Use either Naive Bayes or k-NN.
Factorizing¶
Compute a TruncatedSVD with 10 features from all text words.
svd = Pipeline([
('tokenize', CountVectorizer()),
('svd', TruncatedSVD(10))
])
svd_X = svd.fit_transform(papers['all_text'])
What does the pairplot of these dimensions look like? (Week 13 demo notebook is helpful!)
sns.pairplot(pd.DataFrame(svd_X))
<seaborn.axisgrid.PairGrid at 0x1f6b56206d0>
What words are most strongly aligned with the first 3 dimensions? The vocabulary_
field on a vectorizer contains a dictionary mapping terms to feature indices. You need to invert this mapping (map indices to terms) in order to look up the term for a column of your reduced matrix.

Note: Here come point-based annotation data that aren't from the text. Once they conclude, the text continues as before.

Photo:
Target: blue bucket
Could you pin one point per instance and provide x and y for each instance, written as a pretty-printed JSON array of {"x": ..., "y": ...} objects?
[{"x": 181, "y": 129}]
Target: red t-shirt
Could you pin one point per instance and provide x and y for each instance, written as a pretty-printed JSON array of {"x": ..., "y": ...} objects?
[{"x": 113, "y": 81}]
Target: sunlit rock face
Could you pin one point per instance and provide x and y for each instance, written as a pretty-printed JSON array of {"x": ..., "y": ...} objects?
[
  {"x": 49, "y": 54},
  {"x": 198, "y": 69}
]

vocab = pd.Series(svd.named_steps['tokenize'].vocabulary_)
vocab
unleashed 26716 web 27759 tablet 24789 integration 13171 into 13431 ... coling 4939 acl 1012 cvir 6405 novick 17138 boy 3441 Length: 28374, dtype: int64
vocab.index.name='word'
words = vocab.to_frame(name='index').reset_index().set_index('index').sort_index()
words
word | |
---|---|
index | |
0 | 00 |
1 | 000 |
2 | 000358 |
3 | 000m2 |
4 | 001 |
... | ... |
28369 | zurich |
28370 | zwerm |
28371 | zydeco |
28372 | zygomaticus |
28373 | zz |
28374 rows × 1 columns
Let's make a data frame. We're going to transpose the components, so columns are dimensions; then put a word index on it.

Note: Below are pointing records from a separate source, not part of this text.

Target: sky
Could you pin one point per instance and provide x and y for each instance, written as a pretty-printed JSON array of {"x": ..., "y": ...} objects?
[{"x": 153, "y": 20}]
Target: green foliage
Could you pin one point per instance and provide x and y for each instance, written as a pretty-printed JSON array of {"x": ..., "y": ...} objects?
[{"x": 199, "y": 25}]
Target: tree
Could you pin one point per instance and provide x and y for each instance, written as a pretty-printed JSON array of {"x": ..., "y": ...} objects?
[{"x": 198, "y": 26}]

svd_df = pd.DataFrame(svd.named_steps['svd'].components_.T, index=words['word'])
svd_df
0 | 1 | 2 | 3 | 4 | 5 | 6 | 7 | 8 | 9 | |
---|---|---|---|---|---|---|---|---|---|---|
word | ||||||||||
00 | 0.000005 | -0.000001 | -0.000042 | 0.000017 | 0.000025 | 0.000013 | -0.000039 | 0.000008 | -0.000050 | 0.000029 |
000 | 0.000802 | -0.001031 | 0.001057 | -0.001679 | -0.000854 | -0.000316 | -0.001986 | -0.000951 | 0.000706 | -0.000331 |
000358 | 0.000004 | 0.000004 | 0.000024 | -0.000030 | -0.000032 | -0.000010 | 0.000003 | 0.000012 | -0.000060 | -0.000019 |
000m2 | 0.000007 | -0.000010 | -0.000003 | 0.000056 | 0.000040 | 0.000014 | -0.000018 | -0.000011 | -0.000033 | 0.000078 |
001 | 0.000032 | 0.000008 | -0.000013 | 0.000145 | -0.000043 | -0.000103 | -0.000114 | 0.000055 | 0.000288 | 0.000073 |
... | ... | ... | ... | ... | ... | ... | ... | ... | ... | ... |
zurich | 0.000026 | -0.000019 | 0.000031 | 0.000047 | -0.000041 | 0.000216 | 0.000034 | 0.000035 | 0.000124 | -0.000027 |
zwerm | 0.000012 | -0.000021 | 0.000031 | -0.000067 | -0.000032 | -0.000102 | 0.000189 | 0.000119 | 0.000048 | 0.000207 |
zydeco | 0.000034 | -0.000190 | -0.000093 | 0.000132 | -0.000091 | 0.000143 | -0.000165 | 0.000071 | 0.000097 | 0.000059 |
zygomaticus | 0.000006 | 0.000011 | -0.000013 | -0.000017 | 0.000009 | 0.000014 | -0.000022 | -0.000021 | 0.000017 | 0.000026 |
zz | 0.000004 | -0.000022 | -0.000019 | -0.000007 | 0.000029 | 0.000018 | 0.000014 | -0.000043 | 0.000138 | -0.000011 |
28374 rows × 10 columns
What are the most important words on the first component?
svd_df[0].nlargest(10)
word the 0.578024 of 0.425843 and 0.389527 to 0.303962 in 0.235221 for 0.148719 we 0.131305 that 0.123885 with 0.101644 is 0.099558 Name: 0, dtype: float64
And the second?
svd_df[1].nlargest(10)
word the 0.697922 of 0.077968 was 0.022329 interface 0.020788 user 0.018603 is 0.018112 system 0.015926 model 0.012798 display 0.009539 task 0.009312 Name: 1, dtype: float64
And the third?
svd_df[2].nlargest(10)
word of 0.610352 and 0.257136 design 0.064227 research 0.030398 social 0.028797 hci 0.025376 analysis 0.023038 implications 0.013666 practices 0.012915 understanding 0.012735 Name: 2, dtype: float64
Exercise: what happens if you remove stop words?